Many people with a depressive illness never seek treatment. But the vast majority, even those with the most severe depression, can get better with treatment. Intensive research into the illness has resulted in the development of medications, psychotherapies, and other methods to treat people with this disabling disorder.
It affects how you think and behave and can cause a variety of emotional and physical problems. You may not be able to go about your usual daily activities, and depression may make you feel as if life just isn't worth living anymore.
Signs and Symptoms:
People with depressive illnesses do not all experience the same symptoms. The severity, frequency, and duration of symptoms will vary depending on the individual and his or her particular illness.

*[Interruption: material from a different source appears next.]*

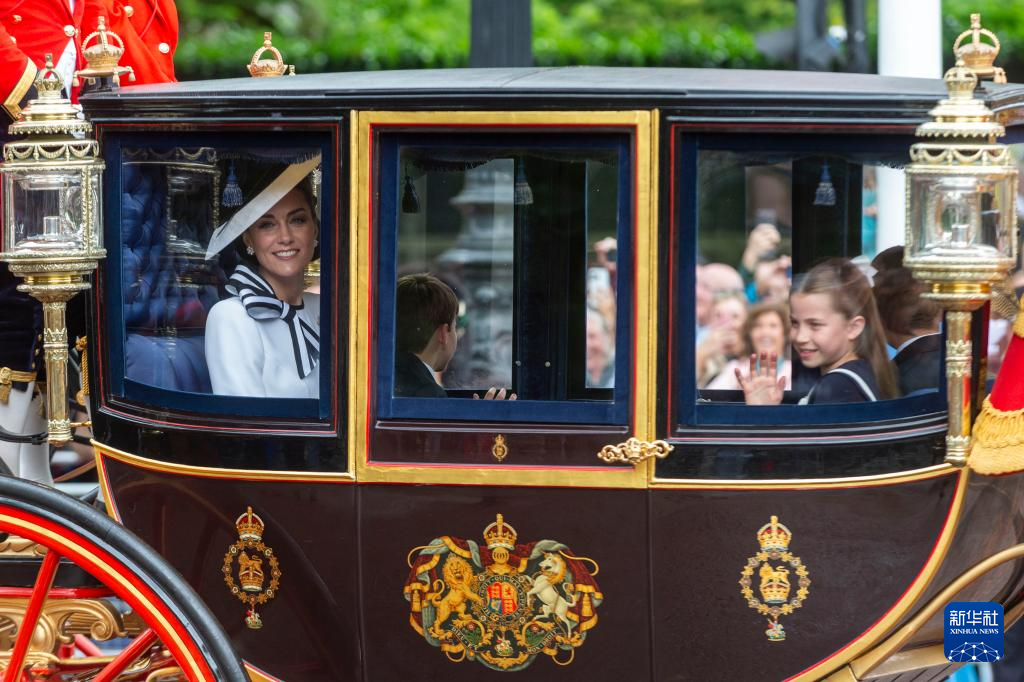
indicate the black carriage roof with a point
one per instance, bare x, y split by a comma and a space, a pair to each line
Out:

• persistent sad, anxious, or "empty" feelings
• feelings of hopelessness and/or pessimism
• feelings of guilt, worthlessness, and/or helplessness
• irritability, restlessness
• loss of interest in activities or hobbies once pleasurable, including sex
• fatigue and decreased energy
• difficulty concentrating, remembering details, and making decisions
• insomnia, early morning wakefulness, or excessive sleeping
• overeating, or appetite loss
• thoughts of suicide, suicide attempts
• persistent aches, pains, headaches, cramps, or digestive problems that do not ease even with treatment
Before puberty, boys and girls are equally likely to develop depressive disorders. By age 15, however, girls are twice as likely as boys to have experienced a major depressive episode.
Depression in adolescence comes at a time of great personal change—when boys and girls are forming an identity distinct from their parents, grappling with gender issues and emerging sexuality, and making decisions for the first time in their lives. Depression in adolescence frequently co occurs with other disorders, such as anxiety, disruptive behavior, eating disorders, or substance abuse. It can also lead to increased risk for suicide.
A National Institute of Mental Health funded clinical trial of 439 adolescents with major depression found that a combination of medication and psychotherapy was the most effective treatment option. Other NIMH funded researchers are developing and testing ways to prevent suicide in children and adolescents, including early diagnosis and treatment, and a better understanding of suicidal thinking.